Débandade, d’Olivia Grandville
Chorégraphie : Olivia Grandville
Olivia Grandville, ex-danseuse de l’Opéra de Paris et l’une des interprètes phares de Dominique Bagouet, transporte le public de la salle Firmin Gémier de Chaillot – Théâtre national de la danse avec sa pièce Débandade. Elle questionne le sens de la masculinité, sujet au centre des débats de notre époque, à travers des récits dansés basés sur les histoires personnelles des sept interprètes, teintés de leur imaginaire.
Dans le début de la pièce la pensée stéréotypée qui considère la danse comme art féminin émerge au travers des vécus racontés par les danseurs. Seul l’un d’entre eux peut vivre sa passion librement et le mouvement dansé naît naturellement de son corps au point d’investir les actions de sa vie ordinaire, sans aucune contrainte extérieure.

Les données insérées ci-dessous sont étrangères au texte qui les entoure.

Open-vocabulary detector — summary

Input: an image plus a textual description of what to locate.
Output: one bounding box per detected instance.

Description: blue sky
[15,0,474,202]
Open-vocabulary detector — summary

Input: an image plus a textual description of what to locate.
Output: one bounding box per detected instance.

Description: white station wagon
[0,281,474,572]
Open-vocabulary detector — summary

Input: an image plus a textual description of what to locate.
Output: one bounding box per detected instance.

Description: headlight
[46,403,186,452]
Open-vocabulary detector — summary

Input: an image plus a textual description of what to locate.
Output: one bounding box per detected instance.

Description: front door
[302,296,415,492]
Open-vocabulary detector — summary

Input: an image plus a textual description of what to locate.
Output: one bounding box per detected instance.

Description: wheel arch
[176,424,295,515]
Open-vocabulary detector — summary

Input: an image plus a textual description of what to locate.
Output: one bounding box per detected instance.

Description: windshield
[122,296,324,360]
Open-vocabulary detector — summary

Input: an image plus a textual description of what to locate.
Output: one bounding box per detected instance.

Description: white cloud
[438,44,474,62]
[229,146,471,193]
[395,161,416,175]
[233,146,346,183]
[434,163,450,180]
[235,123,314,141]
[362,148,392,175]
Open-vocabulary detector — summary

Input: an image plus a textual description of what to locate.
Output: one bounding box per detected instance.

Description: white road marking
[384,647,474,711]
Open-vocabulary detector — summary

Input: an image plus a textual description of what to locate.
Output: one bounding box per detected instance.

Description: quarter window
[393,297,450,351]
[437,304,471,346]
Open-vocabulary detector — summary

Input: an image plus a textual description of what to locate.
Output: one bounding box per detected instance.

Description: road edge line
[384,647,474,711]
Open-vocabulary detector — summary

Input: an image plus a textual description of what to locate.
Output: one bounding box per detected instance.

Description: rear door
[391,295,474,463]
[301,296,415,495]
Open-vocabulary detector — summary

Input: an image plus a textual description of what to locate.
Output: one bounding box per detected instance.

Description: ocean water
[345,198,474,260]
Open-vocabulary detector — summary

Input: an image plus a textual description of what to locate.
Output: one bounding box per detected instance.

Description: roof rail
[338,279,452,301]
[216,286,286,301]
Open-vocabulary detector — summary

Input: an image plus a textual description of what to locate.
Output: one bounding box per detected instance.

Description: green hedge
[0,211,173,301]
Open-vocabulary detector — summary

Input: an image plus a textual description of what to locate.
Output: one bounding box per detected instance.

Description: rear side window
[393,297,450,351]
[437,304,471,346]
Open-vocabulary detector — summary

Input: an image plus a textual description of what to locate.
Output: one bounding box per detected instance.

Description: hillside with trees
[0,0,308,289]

Les corps en scène véhiculent l’énergie qui anime les danseurs ; ils se livrent dans des soli ou dans des scènes de groupe avec générosité et parfois en ironisant sur la façon d’apparaître et d’incarner le genre masculin. Chacun, avec sa propre singularité, laisse parler son corps et c’est cette diversité qui crée en même temps la beauté de la pièce.
Un DJ, situé sur le côté de la scène, orchestre une playlist comprenant des musiques de styles et d’époques différentes, d’Elvis Presley à la techno en passant par Ennio Morricone, de la musique baroque au RnB. Chacune donne l’occasion de magnifier la musicalité des interprètes en toute liberté et de peindre des portraits sur la conception de la masculinité en jetant un clin d’œil, notamment aux films western ou aux chasseurs.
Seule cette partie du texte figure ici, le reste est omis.